Richard Tapper, together with a number of early travelers, provide a colorful picture of Shahsevan history up to that point.  Being interested in their weavings, we need to look further and find information gathered towards the end of the nineteenth century by a group of European scientists who were in Tiflis as teachers at the gymnasium (high school, founded 1802) or as director of the Caucasian museum.  Here we find the term Tatars again, describing them as former inhabitants of the Moghan, Shi'ites, speaking a Turk-Persian dialect, wearing red-brown hats made of sheepskin (Kizil-bash).   They numbered 1,140,000 in 1896.

The description of their tents points directly to the Shahsevan tent.  They are described as producers of many rugs ...during the long winterevenings the women spin and weave...   The teacher, C. Hahn, writes that many of them are wealthy, live in nice houses and many are amongst his pupils.  There is overwhelming evidence that many rugs were made in the Transcaucasus by ex-Shahsevans.  There were 21,000 Tatars in Zakatala, as well as in many other areas including Talish, Shirvan, Gendje, Karabagh and especially the Moghan up to Baku. 

Among the Shahsevan groups in the Zandjan - Qazwin area we find designs on soumacs closely related to those from Moghan and elsewhere.  We also can say that the soumac bag is quite unique for the Shahsevan.   I dare say that it may have been an invention of these people during the 18th century, as a way of having something valuable to trade or sell. This must have happened prior to the time of displacing by Nadir, as the designs seem to have had an independent development.

 Accordingly, many carpets were produced carrying similar or closely related designs.

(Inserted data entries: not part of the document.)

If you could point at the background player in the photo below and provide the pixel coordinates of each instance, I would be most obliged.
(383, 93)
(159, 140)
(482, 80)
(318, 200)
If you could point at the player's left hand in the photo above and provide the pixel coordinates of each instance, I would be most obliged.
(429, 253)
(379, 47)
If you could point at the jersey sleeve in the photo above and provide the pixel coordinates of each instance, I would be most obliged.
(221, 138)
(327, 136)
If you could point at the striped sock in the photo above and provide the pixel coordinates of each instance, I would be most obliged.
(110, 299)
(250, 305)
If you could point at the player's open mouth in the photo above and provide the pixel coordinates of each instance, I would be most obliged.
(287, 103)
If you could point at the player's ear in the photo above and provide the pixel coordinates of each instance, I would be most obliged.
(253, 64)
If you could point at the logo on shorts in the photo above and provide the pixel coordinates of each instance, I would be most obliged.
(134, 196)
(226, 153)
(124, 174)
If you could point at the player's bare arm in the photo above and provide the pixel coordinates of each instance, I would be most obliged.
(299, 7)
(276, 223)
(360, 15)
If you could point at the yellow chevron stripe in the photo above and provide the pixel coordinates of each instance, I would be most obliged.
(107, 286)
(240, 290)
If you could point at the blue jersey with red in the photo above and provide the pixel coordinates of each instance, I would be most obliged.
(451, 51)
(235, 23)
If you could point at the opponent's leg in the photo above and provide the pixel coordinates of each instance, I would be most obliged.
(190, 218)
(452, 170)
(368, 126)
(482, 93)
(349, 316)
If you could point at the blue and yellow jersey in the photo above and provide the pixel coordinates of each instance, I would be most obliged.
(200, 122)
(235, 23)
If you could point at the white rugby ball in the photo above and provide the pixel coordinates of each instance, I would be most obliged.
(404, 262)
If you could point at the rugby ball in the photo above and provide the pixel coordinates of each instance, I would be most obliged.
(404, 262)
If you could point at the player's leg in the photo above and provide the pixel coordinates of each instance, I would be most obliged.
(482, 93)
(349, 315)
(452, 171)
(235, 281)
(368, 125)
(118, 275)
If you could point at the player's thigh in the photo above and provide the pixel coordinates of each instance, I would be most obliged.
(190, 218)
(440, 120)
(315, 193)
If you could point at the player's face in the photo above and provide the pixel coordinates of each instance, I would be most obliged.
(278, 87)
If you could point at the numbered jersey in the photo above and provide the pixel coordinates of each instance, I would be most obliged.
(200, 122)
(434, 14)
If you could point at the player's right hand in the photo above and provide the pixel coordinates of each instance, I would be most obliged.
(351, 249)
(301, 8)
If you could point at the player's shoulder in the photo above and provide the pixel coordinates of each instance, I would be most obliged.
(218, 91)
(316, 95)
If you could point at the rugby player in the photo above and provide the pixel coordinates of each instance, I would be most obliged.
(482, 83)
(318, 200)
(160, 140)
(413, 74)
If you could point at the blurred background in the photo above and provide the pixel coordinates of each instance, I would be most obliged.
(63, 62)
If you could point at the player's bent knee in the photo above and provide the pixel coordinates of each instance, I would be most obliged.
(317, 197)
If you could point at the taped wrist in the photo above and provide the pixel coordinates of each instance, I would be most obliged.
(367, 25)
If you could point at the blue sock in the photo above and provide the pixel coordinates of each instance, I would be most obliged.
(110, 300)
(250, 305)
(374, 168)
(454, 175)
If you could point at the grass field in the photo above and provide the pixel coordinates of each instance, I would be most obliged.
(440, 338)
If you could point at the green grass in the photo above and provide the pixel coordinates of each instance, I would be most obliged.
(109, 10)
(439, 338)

Especially amongst Caucasian rugs we find many which carry clear Shahsevan symbols. Carpets were needed to sit on, to sleep on or under, as protection against cold.  They are mentioned as being in many houses and auls.  Influences from neighbouring people surely have changed designs, as we can see that the southern Shahsevan produce rugs with different designs than those of the northern Shahsevan.  Take the Afshar Bidjar as an example. It is probably a Kurdish rug originally, but the Afshar Shahsevan who were neighbours there took the design over and produced the better quality.  To stretch my point, we can talk of a Shahsevan Gendje or a Shahsevan Shirvan.  What is now awaiting our understanding is that the term Shahsevan is comparable to the term Turkmen, and we can start by accepting that a Moghan rug is a Shahsevan rug.

We can even go further, as we know that the original call by Shah Abbas brought many Turkish families of Turkmen origin to Azerbaijan. (This is the legend of origin of the Shahsevan, reported by Tapper and others).  Many Caucasian rugs show Turkmen designs. Those can very well be Shahsevan as there were only few Turkmen living in the area. In 1897 they were counted as 8900 individuals. I have a comparison here of a very old Turkish Yastik fragment and a well known type of Shahsevan weaving.

   

Here are three examples of rugs that I believe can properly be called Shahsevan.

     

 

Further studies should enable us to point out Shahsevan symbols in ‘Caucasian’ rugs and also comparison of structure will help. Eventually we would have a Zakkatala Shahsevan with a borrowed Lesghi star, dark brown wefts but bright Shahsevan colors. Or we could decide for a soumac bag made by Karabagh Kurds – the Shaqaqi tribe – part of the Shahsevan confederacy in the 18th century.